I think "a{sv}" (a struct type in XML-RPC) can easily be mapped to
EggDBusStructure (or a subclass) the same way we already do.
> - An easy way to generate a client-side C type to GValue marshaller
> and server-side GValue to C type marshaller for a given signature,
> so people don't need to use the GValue/variant APIs directly if
> they don't want to. glib-genmarshal is insufficient because it
> makes signal-specific assumptions, and you need something where
> you can specify what sort of special arguments are needed before
> and after the generated ones (eg, a GError **), and because it
> doesn't allow for asynchronous wrappers.
Right.
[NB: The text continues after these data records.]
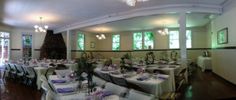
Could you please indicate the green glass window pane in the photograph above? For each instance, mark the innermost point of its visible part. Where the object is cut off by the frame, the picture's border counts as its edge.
(115, 42)
(116, 46)
(80, 41)
(137, 41)
(188, 39)
(174, 39)
(115, 38)
(148, 40)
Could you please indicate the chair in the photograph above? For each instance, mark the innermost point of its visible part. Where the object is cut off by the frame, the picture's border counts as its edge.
(136, 87)
(98, 81)
(6, 71)
(20, 73)
(159, 71)
(116, 89)
(180, 79)
(61, 67)
(137, 95)
(119, 81)
(104, 76)
(50, 71)
(13, 72)
(50, 95)
(31, 76)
The way I work around that is by generating code in the
GInterface. It's not ideal, I really want method and signal dispatching
to be generic. I think libffi might help here.
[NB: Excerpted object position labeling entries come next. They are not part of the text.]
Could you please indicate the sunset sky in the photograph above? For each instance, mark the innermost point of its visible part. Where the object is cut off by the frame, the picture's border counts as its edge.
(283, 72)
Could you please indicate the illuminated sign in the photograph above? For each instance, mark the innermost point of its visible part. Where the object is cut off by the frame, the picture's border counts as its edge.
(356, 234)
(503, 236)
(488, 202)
> Maybe there isn't really all that much opportunity for code sharing, but
> I figured I'd mention it while you're still pondering the exact
> direction of the APIs. It seems like the libgee/collections stuff might
> possibly help.
I think most of EggDBus can be used here. If we wanted to do this, we'd
create GInterfaces like
EggIpcMessage
EggIpcObjectProxy
EggIpcConnection
EggIpcMethodInvocation
and then the existing D-Bus classes (EggDBusMessage) would just
implement these interfaces. We'd also want to rename EggDBusVariant to
EggIpcVariant and EggDBusStructure to EggIpcStructure (ditto for
ArraySeq and HashMap but ideally these go into GLib proper).
Then you can implement EggXmlRpcMessage, EggXmlRpcConnection and so
forth.
Then we'd make the code generator use the EggIpc* interface types rather
than the existing D-Bus class types. Then all generated code (both
client and server side) can be used with any IPC mechanism implementing
the EggIpc* interfaces. On the server side you'd do
if (EGG_DBUS_IS_METHOD_INVOCATION (method_invocation))
{
/* do security checks for D-Bus calls, e.g.: */
pid_t = egg_dbus_method_invocation_get_pid_of_caller
(EGG_DBUS_METHOD_INVOCATION (method_invocation));
}
else if (EGG_XML_RPC_IS_METHOD_INVOCATION (method_invocation))
{
/* do security checks for XML-RPC calls */
}
but normally people don't need that (and if they do, we can make it
transparent via e.g. PolicyKit); for desktop apps (XML-RPC probably
isn't interesting for system services; too dangerous etc.) people
normally set up security on a more coarse-grained granularity.
Thus, adding this layer of abstraction wouldn't really make it much
harder for application programmers.
So if I'm writing an application, instead of just doing
frob_impl = test_frob_impl_new ();
tweak_impl = test_tweak_impl_new ();
twiddle_impl = test_twiddle_impl_new ();
egg_dbus_connection_register_interface (connection,
"/com/example/TestObject",
TEST_TYPE_FROB, frob_impl,
TEST_TYPE_TWEAK, tweak_impl,
TEST_TYPE_TWIDDLE, twiddle_impl,
G_TYPE_INVALID);
you'd also do
egg_xmlrpc_connection_register_interface (xmlrpc_connection,
"/some/URI/somewhere",
TEST_TYPE_FROB, frob_impl,
TEST_TYPE_TWEAK, tweak_impl,
TEST_TYPE_TWIDDLE, twiddle_impl,
G_TYPE_INVALID);
and, presto, the application is now both on D-Bus and XML-RPC. Of course
the devil is in the details but I think an approach like this should
work...
Of course there's a bit of overhead (both conceptually and performance
wise) in supporting multiple IPC systems and there's always the risk
that we might paint ourselves into a corner if we did this. But I think
it would be interesting to investigate.